For each index node, two services are run, an index-service, and an executor-service. The index-service is responsible for indexing data, and the executor-service is responsible for executing control tasks. The two services are run in separate Docker containers, but are tightly coupled.

Nodes self-configure upon start-up. The default docker-compose file will start with two nodes, but more can be added by editing the docker-compose file.

Index nodes are configurable in the control interface. You can configure them to be included or excluded from answering queries, and whether to retain intermediate data or not.

Query Service

The query service is responsible for parsing queries and executing them against the index nodes. It is a stateless service. It is also responsible for serving the search interface when running in a barebones configuration.

The query service is configured to run on port 8080 by default, and can be accessed at http://localhost:8080/. The search endpoint will answer both HTML and JSON depending on the Accept header.

Apart from the ‘q’ parameter, the search endpoint also accepts the following parameters:

  • count - The number of results to return.
  • set - The ranking set to use (see the section on ranking sets)

A query can be executed by sending a GET request to the search endpoint with the query in the ‘q’ parameter.
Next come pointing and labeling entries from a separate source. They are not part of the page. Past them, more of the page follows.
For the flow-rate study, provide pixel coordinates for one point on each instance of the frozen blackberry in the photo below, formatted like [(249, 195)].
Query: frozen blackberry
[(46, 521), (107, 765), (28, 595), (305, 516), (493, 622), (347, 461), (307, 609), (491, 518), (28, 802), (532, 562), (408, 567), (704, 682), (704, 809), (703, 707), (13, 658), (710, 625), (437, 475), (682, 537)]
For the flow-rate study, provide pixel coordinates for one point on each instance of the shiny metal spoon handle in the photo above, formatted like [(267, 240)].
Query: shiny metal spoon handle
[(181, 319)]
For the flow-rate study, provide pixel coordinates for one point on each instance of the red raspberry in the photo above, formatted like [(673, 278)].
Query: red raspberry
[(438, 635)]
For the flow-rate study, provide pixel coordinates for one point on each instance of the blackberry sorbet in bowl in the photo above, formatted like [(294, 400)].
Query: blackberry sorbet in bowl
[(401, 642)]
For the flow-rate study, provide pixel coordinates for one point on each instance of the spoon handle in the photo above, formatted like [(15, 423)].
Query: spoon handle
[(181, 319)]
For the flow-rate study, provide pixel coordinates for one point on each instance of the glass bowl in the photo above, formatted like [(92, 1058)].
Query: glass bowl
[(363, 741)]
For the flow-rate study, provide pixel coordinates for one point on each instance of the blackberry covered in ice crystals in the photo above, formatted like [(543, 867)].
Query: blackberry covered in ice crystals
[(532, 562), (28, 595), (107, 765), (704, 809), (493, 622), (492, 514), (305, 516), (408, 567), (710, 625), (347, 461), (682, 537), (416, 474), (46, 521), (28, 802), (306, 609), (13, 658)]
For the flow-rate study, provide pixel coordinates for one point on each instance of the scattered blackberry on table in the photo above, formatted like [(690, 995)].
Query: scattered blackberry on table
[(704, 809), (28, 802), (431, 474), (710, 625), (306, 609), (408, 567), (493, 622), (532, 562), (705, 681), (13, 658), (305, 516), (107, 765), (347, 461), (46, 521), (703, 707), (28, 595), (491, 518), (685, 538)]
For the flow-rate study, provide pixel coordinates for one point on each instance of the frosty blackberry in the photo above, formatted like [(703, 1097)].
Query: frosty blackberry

For example, to search for ‘marginalia’, you can use the following curl command:

$ curl -H 'Accept: application/json' 'http://localhost:8080/search?q=marginalia&count=5'

Control Service

The control service is responsible for the control interface, and for executing some control tasks. By default, it is configured to run on port 8081, and can be accessed at http://localhost:8081/.

The control interface does not offer any authentication, and should not be exposed to the public Internet as-is. Use a reverse proxy with authentication if you need to expose it.

Database - MariaDB

The database is used to store supplemental data for the search engine. This primarily consists of the domain database and various administrative tables. Most of the search-engine related data is stored outside of the database for performance reasons.

Reverse Proxy - Trafeik

The supplied docker-compose file uses Trafeik as a reverse proxy. This is used to route traffic to the various services. This can be replaced with other solutions, such as nginx. If you do so, you will need to modify the docker-compose file accordingly.

If you want to use something else, inbound external traffic needs to have the header X-Public: 1 set. Traffic with this header will only be permitted to endpoints prefixed by /public. This is used to prevent a misconfigured reverse proxy from accidentally exposing the internal APIs to the public Internet. As long as the reverse proxy is adding this header, it should be fine.

In nginx, something like this is required:

proxy_set_header X-Public 1;
location / {
    proxy_pass http://service:80/public;
}